Helena of Egypt, whose story looks mighty familiar
Roughly a year ago, I wrote a post about Tamaris, a woman in the fifth century BCE who was the daughter of a painter and an acclaimed artist in her own right. Recently I learned of a similar story, courtesy of novelist Joanne Harris, who is running occasional posts titled “Women You Deserve to Know” on her Threads account.
Helena of Egypt was a painter in the fourth century BCE, active in the period after the death of Alexander the Great in 323 BCE.* Like Tamaris, she learned her craft from her father, an otherwise unknown artist named Timon. And like Tamaris, we know little about her. Our main source is Pliny the Elder (23/24-79 CE), who included her in a list of women artists in his Natural History. She also appears in a list of women named Helena in an encyclopedic work by Photios I of Constantinople (ca 810/820-893 CE), who probably got most of his information from Pliny..

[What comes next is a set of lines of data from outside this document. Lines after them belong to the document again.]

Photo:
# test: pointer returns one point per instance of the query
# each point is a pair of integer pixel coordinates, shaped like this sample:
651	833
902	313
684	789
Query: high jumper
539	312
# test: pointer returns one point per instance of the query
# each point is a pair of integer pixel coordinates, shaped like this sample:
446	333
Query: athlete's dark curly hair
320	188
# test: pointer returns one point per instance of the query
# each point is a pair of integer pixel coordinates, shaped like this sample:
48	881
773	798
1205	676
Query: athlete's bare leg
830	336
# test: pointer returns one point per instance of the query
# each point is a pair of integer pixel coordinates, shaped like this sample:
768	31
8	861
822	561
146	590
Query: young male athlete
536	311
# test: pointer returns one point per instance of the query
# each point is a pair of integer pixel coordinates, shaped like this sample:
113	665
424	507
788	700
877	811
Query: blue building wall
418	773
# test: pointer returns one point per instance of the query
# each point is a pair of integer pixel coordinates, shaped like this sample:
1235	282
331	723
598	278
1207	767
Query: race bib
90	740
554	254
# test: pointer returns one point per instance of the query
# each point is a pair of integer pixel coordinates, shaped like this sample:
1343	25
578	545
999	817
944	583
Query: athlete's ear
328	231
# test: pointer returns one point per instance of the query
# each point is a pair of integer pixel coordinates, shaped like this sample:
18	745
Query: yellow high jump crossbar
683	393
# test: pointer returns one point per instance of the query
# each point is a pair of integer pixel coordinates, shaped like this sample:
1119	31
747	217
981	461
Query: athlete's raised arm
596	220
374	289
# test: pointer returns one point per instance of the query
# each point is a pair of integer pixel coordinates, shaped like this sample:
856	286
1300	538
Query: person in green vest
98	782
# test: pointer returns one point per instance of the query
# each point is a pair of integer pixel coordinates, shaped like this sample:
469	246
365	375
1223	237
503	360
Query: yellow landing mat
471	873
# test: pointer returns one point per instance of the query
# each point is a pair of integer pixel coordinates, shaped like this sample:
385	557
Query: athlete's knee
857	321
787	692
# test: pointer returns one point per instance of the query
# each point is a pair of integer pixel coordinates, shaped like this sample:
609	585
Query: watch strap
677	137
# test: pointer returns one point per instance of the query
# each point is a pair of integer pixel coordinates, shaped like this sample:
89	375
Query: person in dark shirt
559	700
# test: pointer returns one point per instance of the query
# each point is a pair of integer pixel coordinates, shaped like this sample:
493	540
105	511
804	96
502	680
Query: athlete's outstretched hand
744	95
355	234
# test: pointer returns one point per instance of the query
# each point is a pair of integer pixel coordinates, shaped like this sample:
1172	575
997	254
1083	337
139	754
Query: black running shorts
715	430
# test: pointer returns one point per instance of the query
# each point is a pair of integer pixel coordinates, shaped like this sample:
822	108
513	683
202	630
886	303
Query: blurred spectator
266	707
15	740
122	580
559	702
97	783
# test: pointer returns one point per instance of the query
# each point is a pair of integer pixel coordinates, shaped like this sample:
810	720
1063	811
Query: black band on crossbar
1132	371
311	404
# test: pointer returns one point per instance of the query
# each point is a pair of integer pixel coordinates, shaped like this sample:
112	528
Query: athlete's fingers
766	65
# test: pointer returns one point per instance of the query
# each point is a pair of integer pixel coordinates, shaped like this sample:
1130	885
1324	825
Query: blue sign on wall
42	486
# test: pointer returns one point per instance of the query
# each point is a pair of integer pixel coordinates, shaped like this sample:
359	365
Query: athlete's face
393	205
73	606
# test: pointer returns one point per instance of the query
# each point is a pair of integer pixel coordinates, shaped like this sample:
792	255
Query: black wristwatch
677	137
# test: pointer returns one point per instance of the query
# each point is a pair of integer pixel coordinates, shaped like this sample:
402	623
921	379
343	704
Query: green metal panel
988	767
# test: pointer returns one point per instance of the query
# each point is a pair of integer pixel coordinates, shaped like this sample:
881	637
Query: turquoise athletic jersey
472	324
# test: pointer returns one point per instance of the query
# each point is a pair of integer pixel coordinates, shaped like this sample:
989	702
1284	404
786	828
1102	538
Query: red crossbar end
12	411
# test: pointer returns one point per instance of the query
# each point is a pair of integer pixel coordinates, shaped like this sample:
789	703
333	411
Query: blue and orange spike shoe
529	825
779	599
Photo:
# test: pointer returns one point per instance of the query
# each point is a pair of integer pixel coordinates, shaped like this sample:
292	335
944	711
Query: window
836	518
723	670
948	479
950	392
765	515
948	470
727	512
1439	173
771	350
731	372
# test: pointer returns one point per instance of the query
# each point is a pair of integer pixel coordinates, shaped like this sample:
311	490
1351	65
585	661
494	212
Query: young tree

According to both Pliny and Photios, Helena’s best known work was a scene of Alexander the Great’s victory over the Persian ruler, Darius, at the Battle of Issus. According to Photios, the Roman emperor Vespasian (r. 69-79 CE) held what was then an ancient painting, along with other spoils of war, in the Temple of Peace in Rome The painting is long lost, but a mosaic of the same subject found at Pompei is believed by some to be a copy of Helena’s work.
It turns out that Pliny was also Boccacio’s source for writing about Tamaris. In fact, he is our only source for women artists in ancient Greece and Rome. The list is small: Tamaris, Helena of Egypt, Aristarete, Iaia, Eirene, and Calypso. Pliny does not have much information on any of them, though he does suggest that all but one of them had a father who was also a painter. Working from details given by Pliny, later scholars have dated them from the sixth through the third centuries BCE—in other words centuries before Pliny wrote about them.
Perhaps inevitably, some modern scholars have suggested that one or all of them did not exist, for the same reasons that scholars have argued that various women warriors did not exist. *Sigh*
*A time of political chaos as Alexander’s generals, and his older half-sister Cynane (also a talented general), duked it out over the remains of his empire. But I digress.